И чтобы выпил до дна.
Он теперь так и делает. И сидит рядом с Соней, она настояла.
Падают на стол белые лепестки с яблонь, Соня и дедушка Армик сидят вдвоем. Долго ждут. Стол накрыт по всей форме, как при бабушке — они постарались. Но никто из завсегдатаев не явился. Причем уважительная причина была только у Зинуши Залмовны — умерла через полгода после смерти бабушки. Как-то совсем раскуксилась — тулилась, тулилась к своей Майе Суровне, да вдруг отвалилась, как засохшая веточка. А Майя Суровна замуж вышла, будто только того и ждала, чтобы бабушка и Зинуша Залмовна освободили ее от своего присутствия.

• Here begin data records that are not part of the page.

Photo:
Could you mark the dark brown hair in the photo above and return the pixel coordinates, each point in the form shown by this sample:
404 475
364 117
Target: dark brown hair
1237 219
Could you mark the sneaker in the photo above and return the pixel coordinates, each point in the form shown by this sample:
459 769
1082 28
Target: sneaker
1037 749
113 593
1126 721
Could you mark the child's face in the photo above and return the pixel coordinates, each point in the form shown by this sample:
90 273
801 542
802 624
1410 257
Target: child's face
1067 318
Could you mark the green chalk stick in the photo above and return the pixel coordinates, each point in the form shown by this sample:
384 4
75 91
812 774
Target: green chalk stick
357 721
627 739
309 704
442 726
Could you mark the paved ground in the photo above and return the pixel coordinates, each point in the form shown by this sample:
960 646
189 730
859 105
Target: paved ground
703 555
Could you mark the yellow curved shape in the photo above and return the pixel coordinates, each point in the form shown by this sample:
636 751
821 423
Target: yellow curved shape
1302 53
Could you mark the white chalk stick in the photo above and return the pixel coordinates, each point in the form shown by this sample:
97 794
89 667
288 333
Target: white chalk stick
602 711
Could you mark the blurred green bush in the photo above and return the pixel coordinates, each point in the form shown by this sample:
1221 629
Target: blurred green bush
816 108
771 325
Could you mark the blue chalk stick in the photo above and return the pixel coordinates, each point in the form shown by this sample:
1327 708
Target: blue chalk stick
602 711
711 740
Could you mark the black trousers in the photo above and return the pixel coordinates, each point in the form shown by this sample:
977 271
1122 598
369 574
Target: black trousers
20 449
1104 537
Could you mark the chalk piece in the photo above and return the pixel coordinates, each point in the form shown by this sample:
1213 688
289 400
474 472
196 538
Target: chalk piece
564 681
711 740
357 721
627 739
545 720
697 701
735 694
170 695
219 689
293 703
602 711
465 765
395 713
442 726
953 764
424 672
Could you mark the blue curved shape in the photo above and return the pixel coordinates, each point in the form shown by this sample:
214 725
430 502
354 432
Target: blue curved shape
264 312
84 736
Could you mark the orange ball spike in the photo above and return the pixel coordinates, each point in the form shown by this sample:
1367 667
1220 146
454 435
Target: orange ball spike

Приосанилась, перестала жаловаться на постоянное недомогание, записалась в группу здоровья, состригла свои допотопные кудельки, которые ежевечерне накручивала на старомодные бигуди-палочки, и покрасилась в цвет спелого баклажана. Перестала всхлипывать «ах!». И в театр больше не ходит, стала посещать танцевальные вечера «Для тех, кому за 60», и однажды ее пригласил на медленный фокстрот галантный мужчина, вдовец, без вредных привычек, желающий создать новую семью с интеллигентной дамой среднего возраста. Так было написано в заявлении, которое он подал в клуб женихов. Но все эти подробности уже не имеют никакого значения — они заключили брачный союз и начали новую жизнь.
Однажды Соня встретила ее в магазине, где она как раз выбирала к свадьбе белую шляпку с флердоранжем, и едва узнала ее, так она переменилась. Но и она Соню не сразу узнала!
А когда все-таки вспомнила, взгляд слегка затуманился, но она твердо и решительно произнесла:
— Не хочу вспоминать прошлое. Оно душит меня. Не хочу могил, поминок, старых фотографий, никому не нужных грамот. Извини меня, милочка, — и отвернулась к своей шляпке.